The sport industry has been disrupted from grassroots through to professional levels, with cancellations and delays of competitions, players playing in ‘bubbles’, many separated from family and friends, and professional matches played without spectators.
Nowhere was this more stark than at the Tokyo Olympics, held a year later than intended and without the presence of supporters.
But a key issue that has come to the fore this year has been racism in sport.
Racism in sport is multi-faceted, ranging from fans racially vilifying players, to players experiencing racism from teammates, to racialised structuring of sport opportunities that exclude non-white players from post-playing careers in sport.
The year started with the release of the Do Better report. This report, commissioned by Collingwood Football Club, found that the club had problems with systemic racism, players and fans had experienced racism, and Collingwood’s responses to racist incidents were at best ineffective and at times actually made the situation worse.
The report made the racism at Collingwood visible in a way that it hadn’t been before, and raised the issue for other clubs and other sports. Its impact remains to be seen.
Meanwhile, acts of racism were still occurring elsewhere, including in the AFL when Adelaide Football club star Taylor Walker was found to have vilified an Indigenous player at a match.
Elite women’s basketball player Liz Cambage called out a lack of diversity in promotional photos surrounding the Tokyo Olympics, and racism in international cricket was highlighted by West Indian cricketing legend, Michael Holding, when he described his experiences of racism while playing.
This year, players came to be expected to show symbolic solidarity with the #BlackLivesMatter movement, and those who didn’t, like South African T20 player Quinton de Kock, found themselves accused of racism.
DR JORDANA SILVERSTEIN
For many of us, 2021 started with attending AFL Women’s (AFLW) games.
Out on the grass at Casey Fields, huddled under the shelters on a rainy Saturday at Moorabbin, or sitting with friends in the stands at Princes Park, the ability to spectate in person was back and the rush of cheering on your team was felt.
It would prove to be short lived however, and before too long those of us living under lockdown would be back to watching all sport on the TV.
But this was a year that still rewarded the sport-watcher, creating communities around the world of viewers, fans and spectators who were compelled to find new ways to enjoy their sport.
Indeed, for many people, watching sport, and the Olympics in particular, made lockdown more bearable.
During the Olympics, people had multiple screens set up to watch as much as possible.

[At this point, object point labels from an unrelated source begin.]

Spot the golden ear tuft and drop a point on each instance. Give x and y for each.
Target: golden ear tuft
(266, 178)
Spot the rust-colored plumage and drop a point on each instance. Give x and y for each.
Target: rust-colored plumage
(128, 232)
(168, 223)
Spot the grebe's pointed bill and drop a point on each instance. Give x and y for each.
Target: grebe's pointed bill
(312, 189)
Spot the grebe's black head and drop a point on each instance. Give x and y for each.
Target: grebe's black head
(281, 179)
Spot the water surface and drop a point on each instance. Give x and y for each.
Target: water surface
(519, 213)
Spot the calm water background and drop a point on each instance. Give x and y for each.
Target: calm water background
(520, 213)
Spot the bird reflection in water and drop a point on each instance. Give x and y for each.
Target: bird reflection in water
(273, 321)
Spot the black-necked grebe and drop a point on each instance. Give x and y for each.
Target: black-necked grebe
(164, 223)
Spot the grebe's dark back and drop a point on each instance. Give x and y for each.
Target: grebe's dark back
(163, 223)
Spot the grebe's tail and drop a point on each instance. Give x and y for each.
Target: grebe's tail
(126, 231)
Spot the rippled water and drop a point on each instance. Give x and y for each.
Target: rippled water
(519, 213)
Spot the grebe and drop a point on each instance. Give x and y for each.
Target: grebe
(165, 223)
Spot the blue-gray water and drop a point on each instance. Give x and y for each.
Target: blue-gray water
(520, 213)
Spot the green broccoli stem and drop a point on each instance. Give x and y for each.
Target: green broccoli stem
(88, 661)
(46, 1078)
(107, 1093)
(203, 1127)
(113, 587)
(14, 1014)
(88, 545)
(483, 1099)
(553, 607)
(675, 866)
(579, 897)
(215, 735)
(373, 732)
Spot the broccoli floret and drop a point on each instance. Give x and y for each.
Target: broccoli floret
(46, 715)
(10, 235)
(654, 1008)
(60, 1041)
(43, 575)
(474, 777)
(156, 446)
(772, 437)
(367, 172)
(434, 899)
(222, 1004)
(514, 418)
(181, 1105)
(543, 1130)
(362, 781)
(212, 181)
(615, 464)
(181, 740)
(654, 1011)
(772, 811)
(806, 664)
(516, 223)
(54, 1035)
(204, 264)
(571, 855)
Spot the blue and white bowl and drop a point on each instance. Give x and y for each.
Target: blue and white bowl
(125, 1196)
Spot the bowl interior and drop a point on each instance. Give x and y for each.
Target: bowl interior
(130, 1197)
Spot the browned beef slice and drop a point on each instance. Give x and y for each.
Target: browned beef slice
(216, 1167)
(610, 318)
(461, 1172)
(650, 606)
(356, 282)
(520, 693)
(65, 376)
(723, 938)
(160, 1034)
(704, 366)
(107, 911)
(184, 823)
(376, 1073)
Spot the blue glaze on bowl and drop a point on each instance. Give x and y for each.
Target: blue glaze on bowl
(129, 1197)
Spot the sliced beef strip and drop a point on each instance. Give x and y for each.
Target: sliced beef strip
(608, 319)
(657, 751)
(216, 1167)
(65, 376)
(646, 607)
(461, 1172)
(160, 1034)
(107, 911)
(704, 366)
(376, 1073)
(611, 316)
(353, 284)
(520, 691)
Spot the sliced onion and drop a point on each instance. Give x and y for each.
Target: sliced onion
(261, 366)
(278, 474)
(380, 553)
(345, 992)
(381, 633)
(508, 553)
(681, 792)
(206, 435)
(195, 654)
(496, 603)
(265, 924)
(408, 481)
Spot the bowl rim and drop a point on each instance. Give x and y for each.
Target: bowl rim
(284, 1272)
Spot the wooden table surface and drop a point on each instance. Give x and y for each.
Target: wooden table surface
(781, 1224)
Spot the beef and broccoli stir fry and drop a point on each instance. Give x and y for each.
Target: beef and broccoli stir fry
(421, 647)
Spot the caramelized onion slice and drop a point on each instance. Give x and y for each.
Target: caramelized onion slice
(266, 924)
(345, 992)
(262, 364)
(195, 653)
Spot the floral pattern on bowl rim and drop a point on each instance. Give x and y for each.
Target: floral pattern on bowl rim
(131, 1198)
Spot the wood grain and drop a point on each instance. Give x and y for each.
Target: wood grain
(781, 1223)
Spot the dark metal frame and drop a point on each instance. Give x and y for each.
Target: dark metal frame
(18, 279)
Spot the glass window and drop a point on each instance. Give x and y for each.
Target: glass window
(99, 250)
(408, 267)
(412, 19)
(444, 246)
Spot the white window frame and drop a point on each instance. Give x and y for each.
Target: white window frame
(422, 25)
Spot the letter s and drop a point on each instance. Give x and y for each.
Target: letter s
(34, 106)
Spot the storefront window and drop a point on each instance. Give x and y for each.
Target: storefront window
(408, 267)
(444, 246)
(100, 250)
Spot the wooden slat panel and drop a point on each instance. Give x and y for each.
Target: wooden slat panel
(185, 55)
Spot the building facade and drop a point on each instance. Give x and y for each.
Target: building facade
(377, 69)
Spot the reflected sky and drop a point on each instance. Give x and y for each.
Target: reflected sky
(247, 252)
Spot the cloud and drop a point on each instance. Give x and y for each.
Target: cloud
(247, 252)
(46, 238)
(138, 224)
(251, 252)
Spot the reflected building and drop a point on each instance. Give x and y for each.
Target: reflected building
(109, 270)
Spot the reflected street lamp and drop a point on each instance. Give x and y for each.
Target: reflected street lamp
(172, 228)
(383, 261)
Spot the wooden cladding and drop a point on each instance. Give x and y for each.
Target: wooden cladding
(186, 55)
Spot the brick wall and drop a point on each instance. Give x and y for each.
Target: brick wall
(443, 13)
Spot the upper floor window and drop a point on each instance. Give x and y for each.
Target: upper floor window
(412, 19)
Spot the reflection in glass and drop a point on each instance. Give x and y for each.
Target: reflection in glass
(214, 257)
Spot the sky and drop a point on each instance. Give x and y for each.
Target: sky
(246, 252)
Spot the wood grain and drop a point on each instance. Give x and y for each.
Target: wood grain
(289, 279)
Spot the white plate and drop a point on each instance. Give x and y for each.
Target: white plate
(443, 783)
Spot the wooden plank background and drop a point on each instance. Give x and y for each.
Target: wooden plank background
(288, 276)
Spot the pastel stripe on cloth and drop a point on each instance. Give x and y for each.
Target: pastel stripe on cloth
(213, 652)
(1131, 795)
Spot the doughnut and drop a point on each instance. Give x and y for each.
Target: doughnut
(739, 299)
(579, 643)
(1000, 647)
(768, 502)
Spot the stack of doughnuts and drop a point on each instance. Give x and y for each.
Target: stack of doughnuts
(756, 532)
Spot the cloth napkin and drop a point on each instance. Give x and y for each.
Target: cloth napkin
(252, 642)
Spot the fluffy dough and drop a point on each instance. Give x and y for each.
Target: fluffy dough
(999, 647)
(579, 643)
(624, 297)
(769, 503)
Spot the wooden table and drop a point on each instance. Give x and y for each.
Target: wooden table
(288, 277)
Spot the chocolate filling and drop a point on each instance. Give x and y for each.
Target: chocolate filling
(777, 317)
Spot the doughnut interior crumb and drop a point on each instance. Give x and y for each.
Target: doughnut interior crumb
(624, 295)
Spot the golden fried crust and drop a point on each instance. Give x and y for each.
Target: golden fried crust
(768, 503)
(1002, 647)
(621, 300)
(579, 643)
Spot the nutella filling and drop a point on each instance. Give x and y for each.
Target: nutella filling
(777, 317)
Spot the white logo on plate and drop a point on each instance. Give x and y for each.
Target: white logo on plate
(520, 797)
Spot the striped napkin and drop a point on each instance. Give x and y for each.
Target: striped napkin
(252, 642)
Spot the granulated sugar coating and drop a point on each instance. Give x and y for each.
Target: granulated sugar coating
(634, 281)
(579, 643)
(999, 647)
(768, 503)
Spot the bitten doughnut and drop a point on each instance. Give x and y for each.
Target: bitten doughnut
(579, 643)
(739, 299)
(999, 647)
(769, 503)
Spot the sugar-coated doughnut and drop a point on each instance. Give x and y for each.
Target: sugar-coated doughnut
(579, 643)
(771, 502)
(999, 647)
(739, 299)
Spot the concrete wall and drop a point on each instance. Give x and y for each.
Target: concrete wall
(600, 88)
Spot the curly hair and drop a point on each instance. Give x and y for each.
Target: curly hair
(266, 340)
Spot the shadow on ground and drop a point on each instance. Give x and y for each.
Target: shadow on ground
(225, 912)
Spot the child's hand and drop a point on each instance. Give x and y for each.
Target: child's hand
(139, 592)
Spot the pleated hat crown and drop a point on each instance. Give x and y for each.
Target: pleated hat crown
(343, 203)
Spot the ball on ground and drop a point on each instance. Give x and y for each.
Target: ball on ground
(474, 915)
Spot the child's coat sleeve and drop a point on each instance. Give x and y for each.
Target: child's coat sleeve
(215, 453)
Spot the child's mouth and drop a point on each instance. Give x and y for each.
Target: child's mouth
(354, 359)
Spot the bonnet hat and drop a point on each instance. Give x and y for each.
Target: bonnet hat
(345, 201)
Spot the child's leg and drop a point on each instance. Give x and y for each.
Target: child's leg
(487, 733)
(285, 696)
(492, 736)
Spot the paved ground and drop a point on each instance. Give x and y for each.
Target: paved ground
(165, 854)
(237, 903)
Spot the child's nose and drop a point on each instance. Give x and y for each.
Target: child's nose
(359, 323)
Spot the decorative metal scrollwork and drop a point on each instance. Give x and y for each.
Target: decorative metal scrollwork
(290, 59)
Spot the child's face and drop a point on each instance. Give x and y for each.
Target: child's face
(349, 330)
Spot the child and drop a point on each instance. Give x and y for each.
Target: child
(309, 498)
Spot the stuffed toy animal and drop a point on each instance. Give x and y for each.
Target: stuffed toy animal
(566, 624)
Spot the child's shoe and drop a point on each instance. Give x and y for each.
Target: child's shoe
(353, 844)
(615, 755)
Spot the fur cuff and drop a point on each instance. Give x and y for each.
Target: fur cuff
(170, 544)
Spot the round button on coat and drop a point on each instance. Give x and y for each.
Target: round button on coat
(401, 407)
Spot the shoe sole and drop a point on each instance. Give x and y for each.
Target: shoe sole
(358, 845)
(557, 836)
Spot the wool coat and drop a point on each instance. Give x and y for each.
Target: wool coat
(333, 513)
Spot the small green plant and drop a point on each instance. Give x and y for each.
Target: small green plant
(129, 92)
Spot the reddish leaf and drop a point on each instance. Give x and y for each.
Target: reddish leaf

Important moments were flagged on social media, with viewers tuning in just at the right time, or grabbing opportunities to once again marvel at sports they hadn’t previously seen.
The growth of streaming meant we had immediate access to more sports, and more control over what we watched, than ever before.
Similarly the men’s AFL Grand Final became an opportunity for those who wouldn’t normally watch it, but who were sitting at home under lockdown and curfew, to participate.
In many ways then, sport watching became more widely available during 2021. It’s very different to sit at home by oneself, or with immediate family, housemates, or a bubble buddy, but spectating through social media created new ways of connecting while podcasts like The Outer Sanctum and The Final Word brought communities of fans together.
I know I’m not the only person excited about once again seeing live sport, in the flesh, without the dodgy fake crowd noises we had on television.
But I’m also glad to know that spectating sport might have become a bit more possible, and a bit more interesting, for some more people during these COVID lockdown years.